Lock-in - an architect's archenemy?
But architecture is rarely that simple - it's a business of trade-offs. Experienced architects know that there's more behind lock-in than proclaiming that it must be avoided. Lock-in has many facets and can even be the favored solution. So, let's get in the Architect Elevator to have a closer look at lock-in.
Open-source-hybrid-multi-cloud == lock-in free?
The platforms we are deploying software on these days are becoming ever more powerful - modern cloud platforms not only tell us whether our photo shows a puppy or a muffin, they also compile our code, deploy it, configure the necessary infrastructure, and store our data.
This great convenience and productivity booster also brings a whole new form of lock-in. Hybrid/multi-cloud setups, which seem to attract many architects' attention these days, are a good example of the kind of things you'll have to think of when dealing with lock-in. Let's say you have an application that you'd like to deploy to the cloud. Easy enough to do, but from an architect's point of view, there are many choices and even more trade-offs, especially related to lock-in.
You might want to deploy your application in containers. That sounds good, but should you use AWS' Elastic Container Service (ECS) to run them? After all, it's proprietary to Amazon's cloud. Prefer Kubernetes? It's open source and runs on most environments, including on premises. Problem solved? Not quite - now you are tied to Kubernetes - think of all those precious YAML files! So you traded one lock-in for another, didn't you? And if you use a managed Kubernetes services such as Google's GKE or Amazon's EKS, you may also be tied to a specific version of Kubernetes and proprietary extensions.
If you need your software to run on premises, you could also opt for AWS Outposts, so you do have some options. But that again is proprietary. It integrates with VMWare, which you are likely already locked into, so does it really make a difference?
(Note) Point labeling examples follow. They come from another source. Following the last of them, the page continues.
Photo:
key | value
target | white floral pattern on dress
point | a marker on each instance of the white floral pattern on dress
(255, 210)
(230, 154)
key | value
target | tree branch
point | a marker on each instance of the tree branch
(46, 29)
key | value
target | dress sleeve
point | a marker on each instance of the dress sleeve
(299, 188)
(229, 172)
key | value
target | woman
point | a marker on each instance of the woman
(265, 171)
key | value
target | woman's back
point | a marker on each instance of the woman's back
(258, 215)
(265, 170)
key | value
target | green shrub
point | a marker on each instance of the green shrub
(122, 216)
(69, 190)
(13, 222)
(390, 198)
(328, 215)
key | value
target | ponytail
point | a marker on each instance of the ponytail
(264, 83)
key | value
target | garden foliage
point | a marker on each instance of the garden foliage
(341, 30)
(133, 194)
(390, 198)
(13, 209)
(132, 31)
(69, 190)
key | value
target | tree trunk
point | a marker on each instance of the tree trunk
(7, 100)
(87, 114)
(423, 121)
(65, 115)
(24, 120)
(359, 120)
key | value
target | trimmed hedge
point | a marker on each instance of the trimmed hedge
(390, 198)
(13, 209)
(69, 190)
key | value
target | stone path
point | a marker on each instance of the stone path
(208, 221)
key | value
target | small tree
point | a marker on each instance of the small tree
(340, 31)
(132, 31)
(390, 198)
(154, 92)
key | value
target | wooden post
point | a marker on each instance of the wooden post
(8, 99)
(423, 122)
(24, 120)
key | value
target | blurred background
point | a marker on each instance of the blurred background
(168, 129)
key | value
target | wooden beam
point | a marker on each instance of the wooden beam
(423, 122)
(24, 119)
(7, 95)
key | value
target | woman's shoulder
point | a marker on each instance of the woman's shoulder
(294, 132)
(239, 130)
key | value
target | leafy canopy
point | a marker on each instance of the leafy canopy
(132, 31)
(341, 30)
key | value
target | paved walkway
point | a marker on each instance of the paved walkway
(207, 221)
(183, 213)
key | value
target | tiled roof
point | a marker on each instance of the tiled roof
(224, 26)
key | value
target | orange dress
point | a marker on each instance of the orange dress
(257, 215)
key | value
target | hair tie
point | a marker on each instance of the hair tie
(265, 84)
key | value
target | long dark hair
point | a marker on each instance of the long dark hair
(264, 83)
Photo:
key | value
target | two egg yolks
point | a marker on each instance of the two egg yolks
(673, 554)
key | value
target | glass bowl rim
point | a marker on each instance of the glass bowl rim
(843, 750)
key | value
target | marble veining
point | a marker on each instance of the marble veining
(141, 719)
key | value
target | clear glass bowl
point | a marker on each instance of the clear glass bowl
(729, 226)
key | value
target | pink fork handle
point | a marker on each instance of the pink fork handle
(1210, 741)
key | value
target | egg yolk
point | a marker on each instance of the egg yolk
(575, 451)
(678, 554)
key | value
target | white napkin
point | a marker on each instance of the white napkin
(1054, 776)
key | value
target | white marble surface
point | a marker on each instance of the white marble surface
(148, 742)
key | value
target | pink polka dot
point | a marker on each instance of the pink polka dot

Google's equivalent, freshly minted Anthos, is built from open-source components, but nevertheless a proprietary offering: you can move applications to different clouds - as long as you keep using Anthos. Now that's the very definition of lock-in, isn't it?
Alternatively, if you neatly separate your deployment automation from your application run-time, doesn't that make it fairly easy to switch infrastructure, reducing the effect of all that lock-in? Hey, there are even cross-platform infrastructure-as-code tools. Aren't those supposed to make these concerns go away altogether?
For your storage needs, how about AWS S3? Other cloud providers offer S3-compatible APIs, so can S3 be considered multi-cloud compatible and lock-in free, even though it's proprietary? You could also wrap all your data access behind an abstraction layer and thus localize any dependency. Is that a good idea?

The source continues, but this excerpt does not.